Making the Case to the White House
NASA’s primary link to President Nixon and other senior White House decision makers was through Peter Flanigan and his assistant Jonathan Rose. George Low drafted a “best case” essay on the shuttle for Rose and Flanigan to use within the White House; it was edited by Willis Shapley and sent to Rose by James Fletcher on November 22. The essay made five points:
1. The U. S. cannot forego manned space flight.
2. The space shuttle is the only meaningful new manned space program that can be accomplished on a modest budget.
3. The space shuttle is a necessary next step for the practical use of space.
4. The cost and complexity of today’s shuttle is one-half of what it was six months ago.
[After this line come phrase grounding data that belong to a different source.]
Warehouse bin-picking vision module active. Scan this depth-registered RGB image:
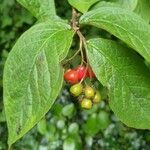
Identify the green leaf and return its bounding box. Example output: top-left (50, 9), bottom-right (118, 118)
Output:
top-left (63, 137), bottom-right (76, 150)
top-left (3, 22), bottom-right (73, 145)
top-left (68, 0), bottom-right (99, 13)
top-left (87, 39), bottom-right (150, 129)
top-left (17, 0), bottom-right (56, 19)
top-left (92, 0), bottom-right (138, 11)
top-left (113, 0), bottom-right (138, 11)
top-left (37, 118), bottom-right (47, 135)
top-left (135, 0), bottom-right (150, 23)
top-left (83, 113), bottom-right (100, 136)
top-left (80, 6), bottom-right (150, 62)
top-left (62, 103), bottom-right (76, 118)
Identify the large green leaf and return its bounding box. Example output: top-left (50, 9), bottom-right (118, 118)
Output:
top-left (111, 0), bottom-right (138, 11)
top-left (4, 22), bottom-right (73, 145)
top-left (135, 0), bottom-right (150, 23)
top-left (80, 6), bottom-right (150, 62)
top-left (92, 0), bottom-right (138, 11)
top-left (87, 39), bottom-right (150, 129)
top-left (17, 0), bottom-right (56, 19)
top-left (68, 0), bottom-right (99, 13)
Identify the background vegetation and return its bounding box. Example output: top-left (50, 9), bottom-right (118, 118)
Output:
top-left (0, 0), bottom-right (150, 150)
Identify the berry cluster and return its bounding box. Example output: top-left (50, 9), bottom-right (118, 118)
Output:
top-left (64, 65), bottom-right (101, 109)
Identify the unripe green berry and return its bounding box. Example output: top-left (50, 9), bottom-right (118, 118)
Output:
top-left (81, 98), bottom-right (92, 109)
top-left (84, 86), bottom-right (95, 98)
top-left (70, 83), bottom-right (83, 96)
top-left (93, 91), bottom-right (101, 103)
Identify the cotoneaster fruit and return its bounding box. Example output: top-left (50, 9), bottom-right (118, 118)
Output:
top-left (64, 69), bottom-right (78, 84)
top-left (84, 86), bottom-right (95, 98)
top-left (81, 98), bottom-right (92, 109)
top-left (92, 91), bottom-right (101, 103)
top-left (70, 83), bottom-right (83, 96)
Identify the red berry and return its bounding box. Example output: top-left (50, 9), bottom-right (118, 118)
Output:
top-left (64, 69), bottom-right (78, 84)
top-left (87, 67), bottom-right (95, 78)
top-left (75, 65), bottom-right (87, 81)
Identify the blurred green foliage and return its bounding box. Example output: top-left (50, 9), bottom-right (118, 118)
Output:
top-left (0, 0), bottom-right (150, 150)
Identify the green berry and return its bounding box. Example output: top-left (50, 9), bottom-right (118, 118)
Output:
top-left (70, 83), bottom-right (83, 96)
top-left (84, 86), bottom-right (95, 98)
top-left (93, 91), bottom-right (101, 103)
top-left (81, 98), bottom-right (92, 109)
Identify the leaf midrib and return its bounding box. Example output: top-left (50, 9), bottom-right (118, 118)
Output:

5. Starting the shuttle now will have a significant positive effect on aerospace employment. Not starting would be a serious blow to both the morale and health of the Aerospace Industry.
The paper observed that “man has learned to fly in space, and man will continue to fly in space. This is fact. And, given this fact, the United States cannot forego its responsibility—to itself and to the free world—to have a part in manned space flight. . . For the U. S. not to be in space, while others do have men in space, is unthinkable, and a position which America cannot accept.” It suggested that the shuttle “can provide transportation to and from space each week,” and that “space operations would indeed become routine.” The link to an eventual space station and other long-term space activities was made explicit: “In the 1980’s and beyond, the low cost to orbit [that] the shuttle gives us is essential for all the dramatic and practical future programs we can conceive. One example is a space station.” The paper argued that “the shuttle helps our international position—both our competitive position with the Soviet Union and our prospects of cooperation with them and other nations. . . With the shuttle, the United States will have a clear space superiority over the rest of the world.” It claimed that the shuttle could be developed for an investment of $4.5-$5 billion, with an operating cost of “around $10 million or less per flight.” It noted that the shuttle orbiter “has been dramatically reduced in size—from a length of 206 feet down to 110 feet,” but “the payload carrying capability has not been reduced.” In terms of employment effects, “an accelerated start on the shuttle would lead to a direct employment of 8,000 by the end of 1972, and 24,000 by the end of 1973.”46
With this paper, NASA stated its arguments for shuttle approval in what its leaders hoped would be a convincing fashion. Unlike the somewhat negative arguments in support of the space shuttle that George Low had put forward in October 1970—that shuttle development could be justified “as a versatile and economical system for placing unmanned civil and military satellites in orbit, entirely apart from its role in conducting or supporting manned missions” and that “with the shuttle the U. S. can have a continuing program of manned space flight. . . without a commitment to a major new manned mission goal”—NASA in November 1971 made a much more positive case for the shuttle as a human space flight system serving important national interests.47 Key to this case were not only the claim that the space shuttle would make space operations routine and less expensive but also the proposition that the shuttle would advance intangible values such as U. S. space leadership and international cooperation and that it was thus essential for the United States to continue a vigorous program of human space flight based on the shuttle and its new capabilities.
As NASA put forward this case for approving the shuttle, Rice and his OMB staff in parallel were preparing a decision memorandum for Richard Nixon that took a very different tack, suggesting that the president should approve a much smaller and less frequently used shuttle than the system that NASA had in mind. That memorandum questioned the economic argument for shuttle development and assigned only limited value to potential benefits such as space leadership and new capabilities for space operations. The following few weeks would determine which point of view would prevail.